Des voitures rationnées jusqu’en 1960
Impensable aujourd’hui, l’achat de voitures neuves était rationné par les autorités norvégiennes jusqu’en 1960. Les habitants d’Oslo et d’ailleurs devaient patienter des années avant de pouvoir réaliser ce rêve… s’ils en avaient les moyens. A l’époque, le royaume était le plus pauvre de Scandinavie. Le pétrole n’avait pas encore été découvert en mer du Nord.
Après la Seconde Guerre mondiale et l’occupation allemande, le gouvernement norvégien instaura des quotas annuels d’importation de voitures neuves vers ce pays qui n’en fabriquait pas, contrairement à la Suède voisine (grâce à Volvo et Saab).
Entre mai 1945 et fin 1950, 11 000 véhicules seulement franchirent la douane, camionnettes incluses. Dans les années 50, moins de 4 % des demandes étaient satisfaites…
Moins encore à Oslo, ville alors industrielle où les ouvriers circulaient à bicyclette ou à pied.
A moins, toutefois, de se contenter d’une voiture produite dans le bloc communiste, de l’autre côté du Rideau de fer. Pour elles, aucune restriction, mais une qualité nettement inférieure. Peu de gens en voulaient. Ce régime draconien fut d’abord levé pour les camions, en 1952.
Puis, huit ans plus tard, pour les voitures. Leur nombre a enflé alors de 215 000 à 1 million en 1976, selon le Bureau norvégien des statistiques.
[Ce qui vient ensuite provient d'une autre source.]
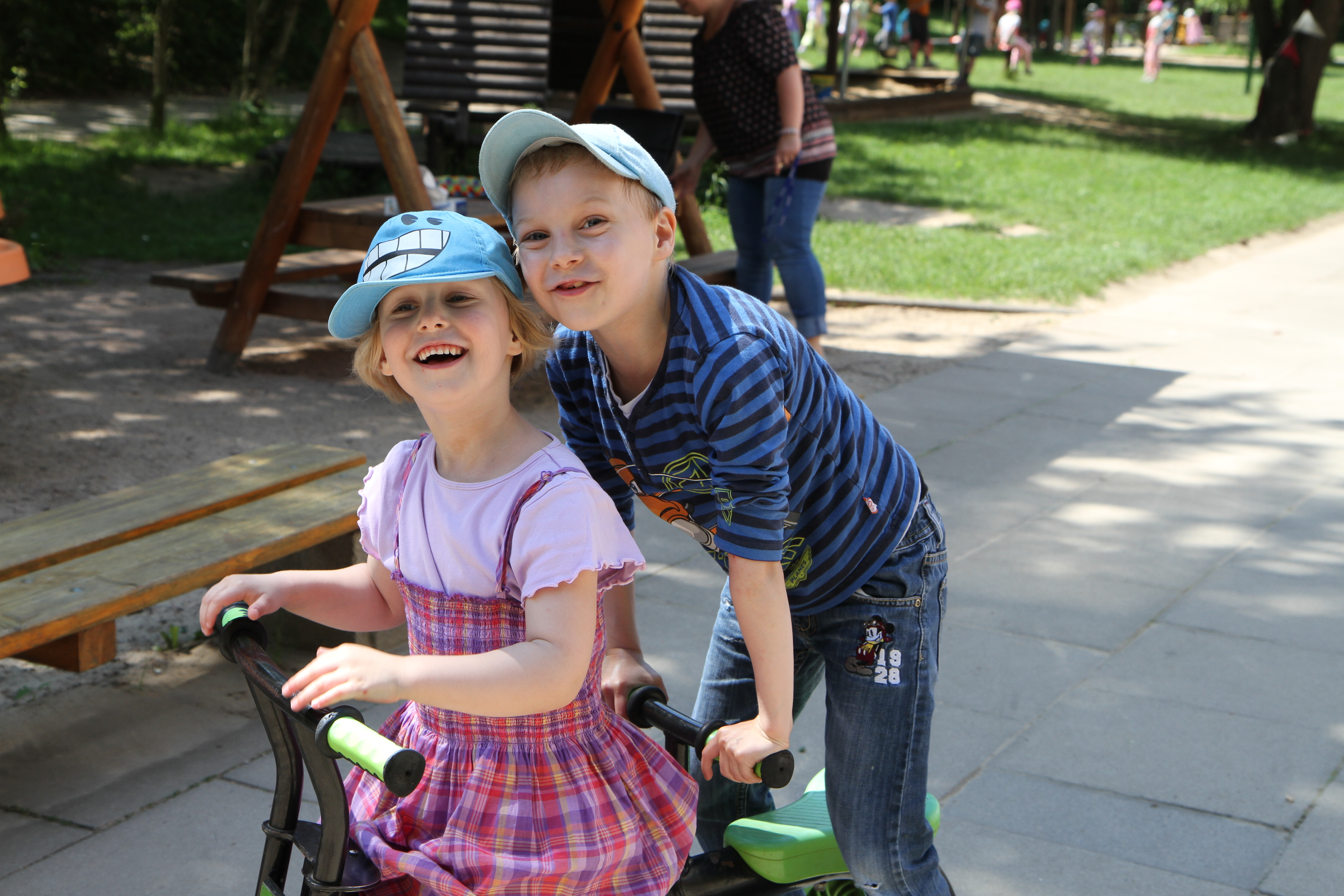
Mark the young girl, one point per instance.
(495, 546)
(1154, 39)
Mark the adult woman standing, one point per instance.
(759, 108)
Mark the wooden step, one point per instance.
(95, 589)
(77, 530)
(720, 269)
(351, 223)
(224, 279)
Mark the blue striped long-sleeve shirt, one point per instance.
(748, 441)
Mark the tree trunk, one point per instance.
(163, 56)
(279, 49)
(1296, 62)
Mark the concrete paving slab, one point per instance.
(1178, 754)
(99, 755)
(1007, 675)
(1202, 845)
(206, 843)
(1070, 605)
(1215, 671)
(1285, 587)
(25, 840)
(987, 862)
(1087, 536)
(1314, 863)
(1011, 452)
(963, 741)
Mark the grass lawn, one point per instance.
(79, 201)
(1112, 205)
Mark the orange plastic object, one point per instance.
(14, 264)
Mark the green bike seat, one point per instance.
(797, 843)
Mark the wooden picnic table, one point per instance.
(68, 576)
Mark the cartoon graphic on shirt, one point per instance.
(873, 657)
(667, 511)
(691, 473)
(797, 562)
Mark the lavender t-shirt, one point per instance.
(452, 534)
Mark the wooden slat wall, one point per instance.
(667, 42)
(478, 52)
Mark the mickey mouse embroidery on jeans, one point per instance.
(873, 657)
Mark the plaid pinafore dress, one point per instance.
(573, 801)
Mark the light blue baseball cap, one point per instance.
(523, 132)
(423, 248)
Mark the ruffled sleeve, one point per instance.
(378, 504)
(569, 528)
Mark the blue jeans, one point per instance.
(879, 655)
(787, 246)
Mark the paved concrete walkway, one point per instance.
(1142, 661)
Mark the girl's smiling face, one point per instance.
(448, 340)
(588, 249)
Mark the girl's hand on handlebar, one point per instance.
(347, 672)
(261, 593)
(788, 147)
(623, 672)
(738, 749)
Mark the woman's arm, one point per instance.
(538, 675)
(689, 172)
(762, 609)
(358, 598)
(789, 87)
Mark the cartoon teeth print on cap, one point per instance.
(402, 254)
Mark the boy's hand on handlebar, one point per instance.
(349, 672)
(623, 672)
(261, 593)
(738, 750)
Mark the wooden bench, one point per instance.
(303, 284)
(68, 576)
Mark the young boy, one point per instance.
(711, 409)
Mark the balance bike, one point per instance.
(768, 855)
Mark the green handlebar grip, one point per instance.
(233, 613)
(775, 770)
(397, 768)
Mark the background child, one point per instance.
(1011, 39)
(492, 543)
(1095, 34)
(710, 408)
(1154, 39)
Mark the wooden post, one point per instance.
(601, 74)
(296, 174)
(385, 120)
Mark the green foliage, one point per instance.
(81, 201)
(100, 46)
(1173, 183)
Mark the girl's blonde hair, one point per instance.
(526, 321)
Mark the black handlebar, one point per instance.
(647, 707)
(244, 641)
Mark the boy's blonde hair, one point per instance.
(526, 321)
(553, 160)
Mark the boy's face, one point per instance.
(588, 249)
(443, 340)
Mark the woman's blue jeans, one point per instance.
(787, 246)
(879, 655)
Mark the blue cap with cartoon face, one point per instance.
(525, 131)
(423, 248)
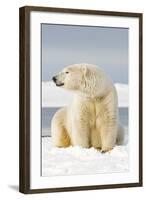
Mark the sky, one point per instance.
(64, 45)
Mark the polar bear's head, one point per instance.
(84, 78)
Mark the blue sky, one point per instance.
(63, 45)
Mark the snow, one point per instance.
(79, 161)
(53, 96)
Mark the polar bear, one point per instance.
(92, 118)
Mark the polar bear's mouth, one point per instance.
(59, 84)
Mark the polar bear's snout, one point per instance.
(57, 81)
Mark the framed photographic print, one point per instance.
(80, 99)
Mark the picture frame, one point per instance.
(32, 17)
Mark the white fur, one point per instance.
(92, 118)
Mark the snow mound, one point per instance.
(78, 160)
(53, 96)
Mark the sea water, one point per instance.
(47, 114)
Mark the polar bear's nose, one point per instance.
(54, 78)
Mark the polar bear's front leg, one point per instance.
(80, 132)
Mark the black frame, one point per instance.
(24, 99)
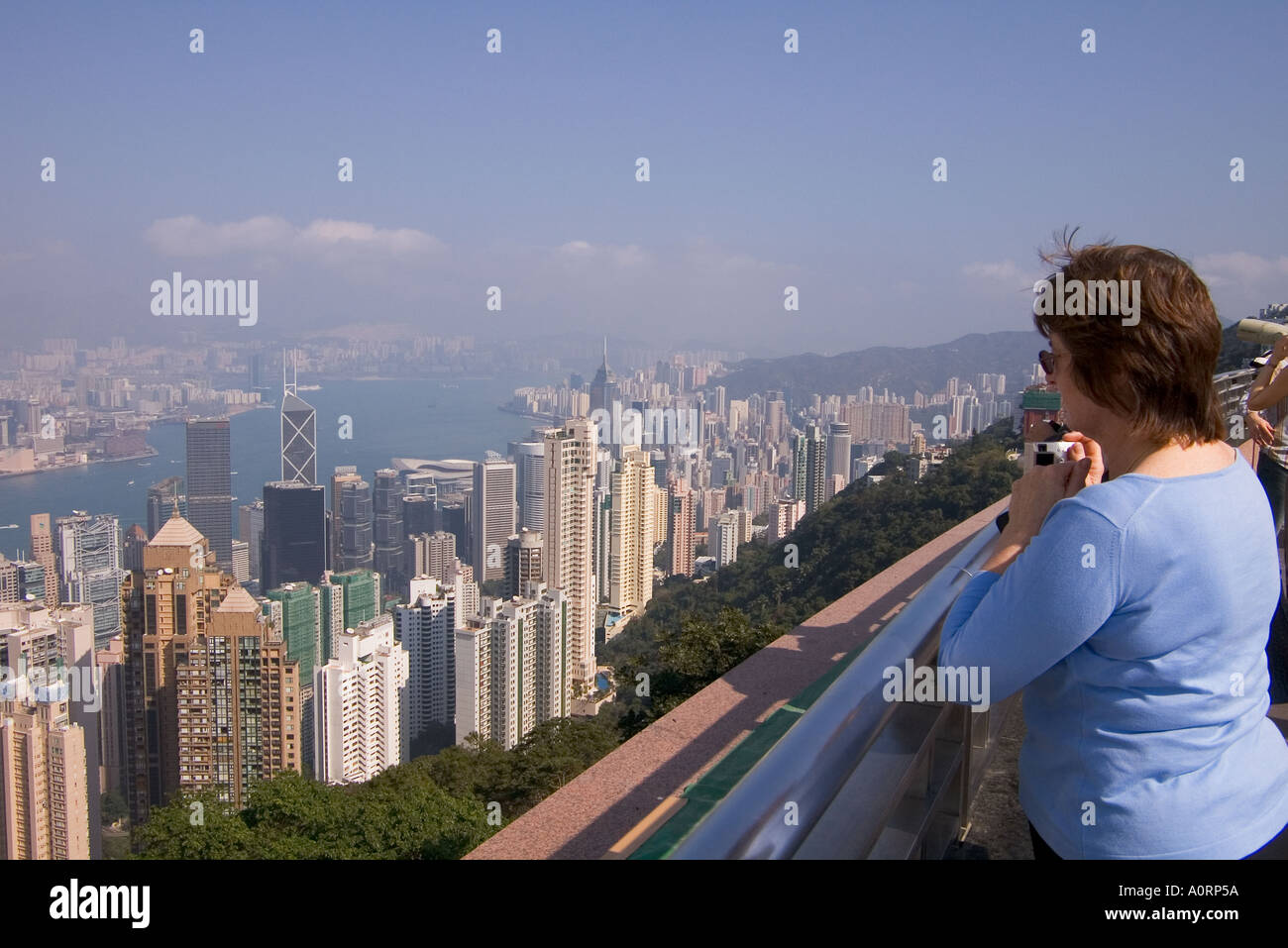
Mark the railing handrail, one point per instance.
(811, 762)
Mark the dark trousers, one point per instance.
(1275, 849)
(1274, 479)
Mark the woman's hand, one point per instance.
(1086, 447)
(1031, 498)
(1280, 351)
(1034, 493)
(1262, 432)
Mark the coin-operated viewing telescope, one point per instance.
(1261, 331)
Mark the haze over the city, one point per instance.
(518, 168)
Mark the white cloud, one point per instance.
(1006, 270)
(326, 241)
(1239, 266)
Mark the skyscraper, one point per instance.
(815, 468)
(603, 388)
(529, 466)
(211, 698)
(568, 553)
(43, 553)
(294, 546)
(299, 617)
(387, 527)
(344, 474)
(299, 433)
(492, 517)
(630, 582)
(161, 500)
(210, 485)
(250, 527)
(241, 723)
(724, 539)
(353, 550)
(359, 600)
(136, 541)
(426, 629)
(838, 453)
(54, 695)
(522, 561)
(682, 530)
(89, 558)
(362, 704)
(44, 800)
(513, 666)
(165, 605)
(430, 554)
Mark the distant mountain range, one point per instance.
(901, 369)
(905, 369)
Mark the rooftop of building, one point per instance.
(176, 532)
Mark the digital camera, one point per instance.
(1051, 451)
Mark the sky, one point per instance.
(518, 168)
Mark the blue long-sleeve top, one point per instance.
(1136, 623)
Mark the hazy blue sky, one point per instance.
(518, 168)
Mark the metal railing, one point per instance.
(1231, 388)
(859, 776)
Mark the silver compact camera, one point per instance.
(1051, 453)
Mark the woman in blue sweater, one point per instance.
(1133, 610)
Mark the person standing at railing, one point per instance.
(1133, 609)
(1269, 394)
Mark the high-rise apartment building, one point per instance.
(296, 612)
(784, 518)
(211, 698)
(210, 484)
(43, 552)
(513, 666)
(355, 546)
(347, 600)
(344, 474)
(250, 528)
(361, 699)
(630, 582)
(132, 550)
(493, 515)
(419, 515)
(522, 561)
(567, 557)
(426, 630)
(387, 527)
(48, 657)
(430, 554)
(682, 515)
(44, 794)
(724, 539)
(815, 468)
(837, 455)
(90, 569)
(239, 707)
(529, 468)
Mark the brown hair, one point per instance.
(1158, 372)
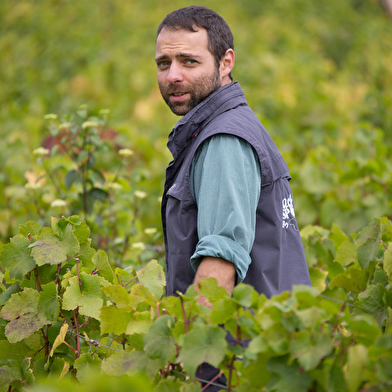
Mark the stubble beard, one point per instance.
(198, 91)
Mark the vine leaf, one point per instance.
(357, 360)
(353, 279)
(388, 262)
(287, 377)
(22, 310)
(101, 262)
(50, 249)
(374, 301)
(153, 277)
(48, 303)
(204, 343)
(308, 351)
(60, 339)
(87, 296)
(114, 319)
(16, 255)
(159, 341)
(86, 364)
(9, 374)
(125, 362)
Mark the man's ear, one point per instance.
(226, 65)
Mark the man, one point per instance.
(227, 208)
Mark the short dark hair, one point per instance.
(220, 37)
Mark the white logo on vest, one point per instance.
(289, 214)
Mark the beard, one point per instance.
(198, 91)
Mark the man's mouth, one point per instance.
(178, 96)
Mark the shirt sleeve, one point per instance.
(225, 181)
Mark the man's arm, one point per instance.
(214, 267)
(226, 191)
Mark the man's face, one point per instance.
(186, 69)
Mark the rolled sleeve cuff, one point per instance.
(225, 248)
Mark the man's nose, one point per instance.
(175, 73)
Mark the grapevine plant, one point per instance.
(71, 320)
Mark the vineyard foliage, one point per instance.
(67, 313)
(82, 157)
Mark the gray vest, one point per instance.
(278, 259)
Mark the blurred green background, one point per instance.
(318, 74)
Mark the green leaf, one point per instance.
(60, 338)
(353, 279)
(27, 371)
(309, 352)
(16, 255)
(347, 253)
(22, 312)
(86, 364)
(48, 302)
(356, 363)
(118, 295)
(124, 362)
(17, 351)
(4, 297)
(256, 372)
(244, 294)
(223, 310)
(70, 178)
(153, 277)
(114, 320)
(159, 341)
(101, 262)
(31, 227)
(9, 374)
(98, 194)
(87, 296)
(337, 236)
(371, 237)
(171, 384)
(374, 301)
(51, 250)
(287, 377)
(210, 289)
(388, 262)
(318, 277)
(204, 343)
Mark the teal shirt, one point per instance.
(225, 181)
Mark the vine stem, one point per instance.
(46, 339)
(37, 279)
(76, 320)
(77, 271)
(184, 315)
(211, 381)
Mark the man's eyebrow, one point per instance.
(178, 55)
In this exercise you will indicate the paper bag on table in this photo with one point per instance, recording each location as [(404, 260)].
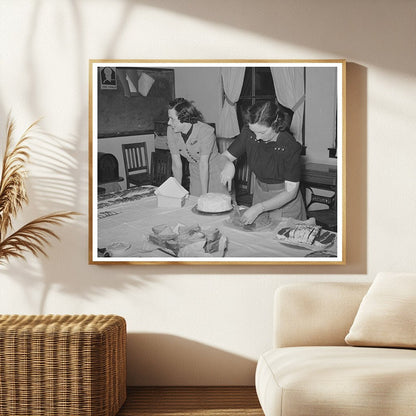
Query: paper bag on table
[(171, 194)]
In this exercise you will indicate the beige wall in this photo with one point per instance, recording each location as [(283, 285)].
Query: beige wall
[(204, 325)]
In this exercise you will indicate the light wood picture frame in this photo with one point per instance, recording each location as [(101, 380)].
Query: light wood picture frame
[(130, 224)]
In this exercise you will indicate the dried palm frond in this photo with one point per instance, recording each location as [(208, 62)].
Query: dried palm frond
[(32, 237), (12, 184)]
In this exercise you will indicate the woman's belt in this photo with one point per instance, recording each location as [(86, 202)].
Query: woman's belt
[(276, 186)]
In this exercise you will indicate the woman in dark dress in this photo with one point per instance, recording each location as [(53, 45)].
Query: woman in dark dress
[(273, 155)]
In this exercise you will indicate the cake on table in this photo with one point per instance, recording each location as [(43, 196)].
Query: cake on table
[(214, 202)]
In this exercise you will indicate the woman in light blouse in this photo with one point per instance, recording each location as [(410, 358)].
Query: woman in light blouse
[(190, 137)]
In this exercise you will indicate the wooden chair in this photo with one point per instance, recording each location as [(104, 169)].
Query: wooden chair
[(136, 164), (161, 167), (326, 217)]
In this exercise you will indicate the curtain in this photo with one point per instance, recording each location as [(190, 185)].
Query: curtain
[(232, 79), (290, 92)]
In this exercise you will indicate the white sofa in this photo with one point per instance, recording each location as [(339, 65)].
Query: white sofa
[(311, 371)]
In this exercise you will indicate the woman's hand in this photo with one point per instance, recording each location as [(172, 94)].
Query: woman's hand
[(227, 174), (251, 214)]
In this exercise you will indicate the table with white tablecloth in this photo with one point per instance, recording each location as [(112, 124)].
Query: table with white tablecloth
[(130, 220)]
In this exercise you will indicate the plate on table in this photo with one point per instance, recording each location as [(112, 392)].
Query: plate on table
[(195, 210), (117, 249), (321, 239)]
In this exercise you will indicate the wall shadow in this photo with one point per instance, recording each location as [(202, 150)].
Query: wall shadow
[(168, 360), (326, 26)]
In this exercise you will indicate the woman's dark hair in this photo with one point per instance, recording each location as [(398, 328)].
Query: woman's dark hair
[(186, 111), (270, 114)]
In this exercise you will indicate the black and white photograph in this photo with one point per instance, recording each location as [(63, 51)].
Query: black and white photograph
[(108, 78), (227, 162)]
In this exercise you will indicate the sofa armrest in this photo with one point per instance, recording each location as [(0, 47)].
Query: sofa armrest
[(308, 314)]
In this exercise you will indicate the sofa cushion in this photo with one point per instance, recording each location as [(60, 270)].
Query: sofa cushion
[(387, 314), (304, 381)]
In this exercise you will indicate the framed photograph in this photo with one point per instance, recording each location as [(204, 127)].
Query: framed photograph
[(108, 78), (217, 162)]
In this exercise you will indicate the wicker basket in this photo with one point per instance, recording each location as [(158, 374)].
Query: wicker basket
[(71, 365)]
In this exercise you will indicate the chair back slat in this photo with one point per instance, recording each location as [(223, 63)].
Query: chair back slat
[(136, 164)]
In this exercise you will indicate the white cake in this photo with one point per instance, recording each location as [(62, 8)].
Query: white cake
[(214, 202)]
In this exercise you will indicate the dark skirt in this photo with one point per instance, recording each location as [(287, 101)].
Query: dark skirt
[(293, 209)]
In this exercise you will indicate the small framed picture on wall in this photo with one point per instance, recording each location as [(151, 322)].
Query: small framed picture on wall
[(108, 78)]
Non sans provoquer chaos et accidents sur les routes, comme le note l’écrivain Bjorn Staerk dans Jakten pa den gronne lykken : Tanker fra sykkelsetet (La Chasse au bonheur vert : réflexions depuis une selle). De ce point de vue, l’année la plus noire reste 1970, avec 560 morts – contre 110 en 2019, pour 2,8 millions de voitures particulières enregistrées.